Prime News Kenya

Naivas gets Sh6bn for stake sale to private equity funds

Posted By : Justice Bimpeh

Supermarket chain Naivas has raised Sh6 billion from the sale of a 30 per cent stake to a consortium of investors, including the International Finance Corporation (IFC), valuing the retailer at Sh20 billion.

The amount paid in the deal, one of the largest in the regional retail space, is disclosed in transaction documents seen by the Business Daily.

IFC, private equity firms Amethis and MCB Equity Fund and German sovereign wealth fund DEG teamed up to acquire the minority stake, with the deal set to fuel Naivas’ expansion across the country.

The breakdown of the stakes held by the institutional investors was not immediately clear.

In separate disclosures, however, IFC said it invested $15 million (Sh1.6 billion) while DEG said it provided $10 million (Sh1 billion).

Amethis and MCB Equity Fund are yet to reveal the size of their participation in the deal.

“Naivas is majority-owned by the Mukuha family who as part of this transaction will dispose part of their shareholding to a special purpose vehicle owned by IFC,

Amethis and other co-investors,” IFC said ahead of the deal’s conclusion on February 25.

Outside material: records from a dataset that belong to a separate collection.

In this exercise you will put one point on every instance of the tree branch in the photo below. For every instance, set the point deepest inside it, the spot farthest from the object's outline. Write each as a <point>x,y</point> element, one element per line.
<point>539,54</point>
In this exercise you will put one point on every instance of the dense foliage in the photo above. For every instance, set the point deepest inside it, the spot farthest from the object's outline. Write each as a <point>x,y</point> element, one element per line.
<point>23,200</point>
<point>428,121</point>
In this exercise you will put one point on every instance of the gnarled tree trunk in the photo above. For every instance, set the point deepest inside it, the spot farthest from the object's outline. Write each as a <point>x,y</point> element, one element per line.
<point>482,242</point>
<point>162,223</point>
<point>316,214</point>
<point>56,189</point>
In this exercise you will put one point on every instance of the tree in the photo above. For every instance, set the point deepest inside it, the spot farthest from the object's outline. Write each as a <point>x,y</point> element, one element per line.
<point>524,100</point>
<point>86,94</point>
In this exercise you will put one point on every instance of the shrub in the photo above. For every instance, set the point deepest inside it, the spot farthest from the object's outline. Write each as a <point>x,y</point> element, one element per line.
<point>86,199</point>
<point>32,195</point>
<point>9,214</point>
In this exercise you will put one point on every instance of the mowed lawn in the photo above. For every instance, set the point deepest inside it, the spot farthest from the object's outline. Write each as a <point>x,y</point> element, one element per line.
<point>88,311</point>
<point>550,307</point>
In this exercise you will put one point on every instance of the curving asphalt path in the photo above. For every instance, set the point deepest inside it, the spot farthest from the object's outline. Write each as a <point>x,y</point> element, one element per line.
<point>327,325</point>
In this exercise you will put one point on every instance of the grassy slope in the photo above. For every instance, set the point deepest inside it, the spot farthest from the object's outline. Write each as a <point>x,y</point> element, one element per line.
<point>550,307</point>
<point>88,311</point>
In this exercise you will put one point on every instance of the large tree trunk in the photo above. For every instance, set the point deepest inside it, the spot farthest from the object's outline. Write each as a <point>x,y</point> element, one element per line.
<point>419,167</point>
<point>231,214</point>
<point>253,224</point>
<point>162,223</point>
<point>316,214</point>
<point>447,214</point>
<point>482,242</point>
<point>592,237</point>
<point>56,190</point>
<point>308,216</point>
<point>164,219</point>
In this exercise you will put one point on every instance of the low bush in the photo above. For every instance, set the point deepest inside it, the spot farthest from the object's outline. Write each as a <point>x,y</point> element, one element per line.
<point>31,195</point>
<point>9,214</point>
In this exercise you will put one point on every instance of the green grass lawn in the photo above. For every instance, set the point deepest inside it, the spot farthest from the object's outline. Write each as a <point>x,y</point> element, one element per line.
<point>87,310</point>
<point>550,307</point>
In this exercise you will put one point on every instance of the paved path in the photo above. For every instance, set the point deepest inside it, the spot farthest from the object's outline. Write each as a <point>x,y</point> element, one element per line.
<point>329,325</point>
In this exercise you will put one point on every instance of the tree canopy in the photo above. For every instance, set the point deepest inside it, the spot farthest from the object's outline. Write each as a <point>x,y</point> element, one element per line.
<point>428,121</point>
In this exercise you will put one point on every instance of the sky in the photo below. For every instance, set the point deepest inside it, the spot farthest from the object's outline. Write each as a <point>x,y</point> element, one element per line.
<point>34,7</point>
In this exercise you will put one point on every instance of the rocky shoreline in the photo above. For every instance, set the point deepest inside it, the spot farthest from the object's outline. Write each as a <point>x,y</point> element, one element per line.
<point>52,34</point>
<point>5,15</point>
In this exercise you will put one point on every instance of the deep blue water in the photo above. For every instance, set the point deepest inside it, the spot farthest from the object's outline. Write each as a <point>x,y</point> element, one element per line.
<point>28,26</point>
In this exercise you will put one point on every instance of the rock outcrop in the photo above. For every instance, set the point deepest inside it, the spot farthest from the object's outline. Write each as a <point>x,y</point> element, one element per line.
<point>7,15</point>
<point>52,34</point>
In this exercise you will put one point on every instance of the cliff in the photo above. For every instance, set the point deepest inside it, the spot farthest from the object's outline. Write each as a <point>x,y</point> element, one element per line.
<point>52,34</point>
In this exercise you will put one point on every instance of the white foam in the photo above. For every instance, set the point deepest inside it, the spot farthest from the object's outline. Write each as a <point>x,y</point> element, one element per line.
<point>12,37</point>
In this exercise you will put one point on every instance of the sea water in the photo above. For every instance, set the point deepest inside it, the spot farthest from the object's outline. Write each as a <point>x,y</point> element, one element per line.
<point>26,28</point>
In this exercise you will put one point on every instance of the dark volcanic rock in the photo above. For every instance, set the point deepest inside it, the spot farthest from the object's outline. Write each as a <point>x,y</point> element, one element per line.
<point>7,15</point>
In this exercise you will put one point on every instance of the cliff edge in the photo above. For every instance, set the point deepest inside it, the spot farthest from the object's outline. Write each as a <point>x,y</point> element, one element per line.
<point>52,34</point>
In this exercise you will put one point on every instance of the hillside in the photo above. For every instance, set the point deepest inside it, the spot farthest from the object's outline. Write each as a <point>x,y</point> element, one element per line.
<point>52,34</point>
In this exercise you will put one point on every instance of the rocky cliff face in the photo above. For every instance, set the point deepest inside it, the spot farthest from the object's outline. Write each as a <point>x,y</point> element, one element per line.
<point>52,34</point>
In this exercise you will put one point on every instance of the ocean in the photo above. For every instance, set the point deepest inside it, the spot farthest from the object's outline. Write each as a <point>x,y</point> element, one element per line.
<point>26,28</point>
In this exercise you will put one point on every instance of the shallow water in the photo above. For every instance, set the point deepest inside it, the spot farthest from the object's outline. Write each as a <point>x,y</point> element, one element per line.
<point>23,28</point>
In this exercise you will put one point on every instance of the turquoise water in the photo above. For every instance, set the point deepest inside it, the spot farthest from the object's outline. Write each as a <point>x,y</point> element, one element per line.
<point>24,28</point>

“The Mukuha family will remain in the business as the main shareholders.”

At Sh20 billion, Naivas’ valuation beats the market value of all but one company listed on the Commercial and Services segment of the Nairobi Securities Exchange, including Uchumi Supermarkets (Sh128 million) and Scangroup (Sh4.8 billion).


Kenya Airways is the largest firm in the segment where Naivas would seat if it were listed at the Nairobi bourse.

The new capital injection in Naivas is earmarked for expansion in the highly competitive local supermarket business that has attracted major players, including the Majid Al Futtaim-backed Carrefour franchise as well as South Africa’s Shoprite and Game.

The Sh6 billion is nearly twice what an investor would have paid for a similar stake in 2013 based on the valuation of Naivas by Massmart, a South Africa-based subsidiary of retail giant Walmart.

Massmart sought to buy a 51 per cent stake in Naivas for Sh3 billion, but the deal collapsed following a shareholder row in the family-owned supermarket.

The Massmart deal valued Naivas at Sh5.88 billion, meaning the Kenyan retailer has increased its value nearly four times over the seven years, reflecting the growth and financial stability of the supermarket in a sector where top local chains such as Nakumatt struggled to remain afloat.

Nakumatt was dissolved in January after it failed to clear more Sh30 billion owed to suppliers, landlords and other creditors.

While Naivas has raised growth capital, its main rival Tuskys is fundraising to avoid bankruptcy.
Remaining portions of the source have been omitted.